Gramado apresenta a “evasão de privacidade” de Sidney Magal e história homoafetiva vinda do Chile

Por Maria do Rosário Caetano

Documentaristas devem, eticamente, se perguntarem até que ponto podem invadir a privacidade de seus personagens. Quem, porém, escolhe Sidney Magal como tema – caso de Júlia Mariani, diretora do longa documental “Me Chama que Eu Vou” –, não se obriga a tal exercício. Afinal, o outrora rebolante cantor, hoje com 70 anos, é devoto praticante da “evasão de privacidade”. Com ele, não há segredos. Expõe, com simpatia e sinceridade, cada momento de sua vida.

O cantor-dançarino age como repórter de revistas de fofoca, aqueles que bisbilhotam a vida dos astros. Conta tudo.
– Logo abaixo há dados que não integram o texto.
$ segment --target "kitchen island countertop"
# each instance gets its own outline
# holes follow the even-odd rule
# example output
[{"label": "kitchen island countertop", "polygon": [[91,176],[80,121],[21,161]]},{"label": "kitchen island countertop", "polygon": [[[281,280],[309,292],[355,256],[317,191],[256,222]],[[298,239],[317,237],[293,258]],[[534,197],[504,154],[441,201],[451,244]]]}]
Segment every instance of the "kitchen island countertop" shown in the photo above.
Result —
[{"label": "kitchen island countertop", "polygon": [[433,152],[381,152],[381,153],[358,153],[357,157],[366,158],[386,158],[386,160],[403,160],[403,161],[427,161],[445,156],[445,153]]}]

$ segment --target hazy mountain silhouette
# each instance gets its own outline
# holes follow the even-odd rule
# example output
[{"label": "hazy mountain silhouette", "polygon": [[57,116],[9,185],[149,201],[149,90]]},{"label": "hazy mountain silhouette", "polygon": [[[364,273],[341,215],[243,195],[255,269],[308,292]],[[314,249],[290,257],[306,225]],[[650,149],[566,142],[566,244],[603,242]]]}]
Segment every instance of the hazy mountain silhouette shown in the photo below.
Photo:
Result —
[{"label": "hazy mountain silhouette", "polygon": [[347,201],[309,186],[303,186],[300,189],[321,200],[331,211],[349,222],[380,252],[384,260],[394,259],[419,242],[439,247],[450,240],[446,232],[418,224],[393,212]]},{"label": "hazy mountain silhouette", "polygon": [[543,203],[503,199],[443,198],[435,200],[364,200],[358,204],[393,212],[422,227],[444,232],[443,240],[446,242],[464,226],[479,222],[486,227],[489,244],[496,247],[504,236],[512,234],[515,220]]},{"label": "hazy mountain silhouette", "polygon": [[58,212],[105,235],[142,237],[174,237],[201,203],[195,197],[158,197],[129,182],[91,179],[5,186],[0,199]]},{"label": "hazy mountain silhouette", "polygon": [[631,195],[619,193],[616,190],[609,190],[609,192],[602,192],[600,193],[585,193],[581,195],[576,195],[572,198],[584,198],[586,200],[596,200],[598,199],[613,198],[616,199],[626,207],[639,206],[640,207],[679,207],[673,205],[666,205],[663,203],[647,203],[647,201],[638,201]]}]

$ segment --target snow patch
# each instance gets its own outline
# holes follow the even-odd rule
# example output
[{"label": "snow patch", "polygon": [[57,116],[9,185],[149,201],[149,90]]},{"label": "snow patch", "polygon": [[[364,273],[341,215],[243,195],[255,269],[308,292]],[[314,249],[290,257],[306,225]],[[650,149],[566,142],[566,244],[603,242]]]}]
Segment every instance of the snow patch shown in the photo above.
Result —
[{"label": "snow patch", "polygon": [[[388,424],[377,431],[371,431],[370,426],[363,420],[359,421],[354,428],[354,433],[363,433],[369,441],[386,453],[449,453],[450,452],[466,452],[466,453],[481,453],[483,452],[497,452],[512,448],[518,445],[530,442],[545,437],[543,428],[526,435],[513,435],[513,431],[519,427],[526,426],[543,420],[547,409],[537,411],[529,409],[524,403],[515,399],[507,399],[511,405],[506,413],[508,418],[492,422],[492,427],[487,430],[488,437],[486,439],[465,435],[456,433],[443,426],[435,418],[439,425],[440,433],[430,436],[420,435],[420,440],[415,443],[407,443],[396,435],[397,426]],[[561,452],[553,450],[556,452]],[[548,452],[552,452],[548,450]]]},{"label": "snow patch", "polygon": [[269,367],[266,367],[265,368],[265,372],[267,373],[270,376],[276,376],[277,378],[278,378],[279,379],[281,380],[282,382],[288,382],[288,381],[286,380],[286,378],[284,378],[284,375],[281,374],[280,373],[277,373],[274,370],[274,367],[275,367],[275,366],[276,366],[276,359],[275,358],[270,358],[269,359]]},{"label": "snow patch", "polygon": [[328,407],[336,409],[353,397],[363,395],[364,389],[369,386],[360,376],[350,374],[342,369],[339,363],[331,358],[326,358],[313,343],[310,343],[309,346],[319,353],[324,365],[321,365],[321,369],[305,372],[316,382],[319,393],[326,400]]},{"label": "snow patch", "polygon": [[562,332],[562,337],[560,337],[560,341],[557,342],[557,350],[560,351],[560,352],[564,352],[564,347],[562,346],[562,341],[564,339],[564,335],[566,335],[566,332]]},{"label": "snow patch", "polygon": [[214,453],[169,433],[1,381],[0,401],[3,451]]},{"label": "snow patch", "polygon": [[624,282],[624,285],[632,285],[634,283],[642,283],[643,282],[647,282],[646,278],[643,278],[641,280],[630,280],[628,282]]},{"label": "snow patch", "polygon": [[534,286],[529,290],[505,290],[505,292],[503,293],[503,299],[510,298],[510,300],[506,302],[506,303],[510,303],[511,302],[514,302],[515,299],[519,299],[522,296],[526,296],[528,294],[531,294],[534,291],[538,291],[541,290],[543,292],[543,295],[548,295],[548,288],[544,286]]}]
E depois aproveita as manchetes impressas, mistura de vida privada e carreira profissional, em seu favor. Adjetivos como “brega” e “cafona” o acompanham há décadas e somam-se a expressões como “cigano de araque”, “dono de um certo talento”, “ídolo fabricado pelo marketing” e “cara ridículo”.

A sexta noite da mostra competitiva do 48º Festival de Gramado – em cartaz nas telinhas do Canal Brasil e do Canal Brasil Play, até esse sábado, 26 – foi chilena e brasileira. O país andino, que ganhou um Oscar internacional com “Uma Mulher Fantástica” (protagonizado pela transexual Daniela Vega), trouxe “Los Fuertes”, história homoafetiva, protagonizada por dois jovens imersos em paisagem de rara beleza (o extermo sul do Chile, na região de Valdívia).

A representação brasileira contou, além da cinebiografia documental de Sidney Magal (a ficcional encontra-se em fase de pré-produção), com dois curtas: o paraibano “Remoinho”, de Tiago A. Neves, e o paulistano “Você Tem Olhos Tristes”, de Diogo Leite.

O próprio Sidney Magal apresentou, direto de sua casa, em Salvador, o sexto concorrente da competição brasileira. O que se viu foi um filme divertido e convencional, feito na base da camaradagem. Não há interesse em discutir os tentáculos da indústria cultural, o papel de empresários espertos, a qualidade (ou falta dela) no repertório do biografado. Ele é mostrado como um sedutor inveterado, bom marido, bom pai, boa praça até mais não poder. Agradece a Deus por tudo que conquistou (e está simbolizado em bela casa na Bahia, onde vive com a família há 22 anos), os sucessos verificados em dois momentos (final dos anos 1970, começo dos 80, e um “revival” com a lambada “Me Chama que Eu Vou”).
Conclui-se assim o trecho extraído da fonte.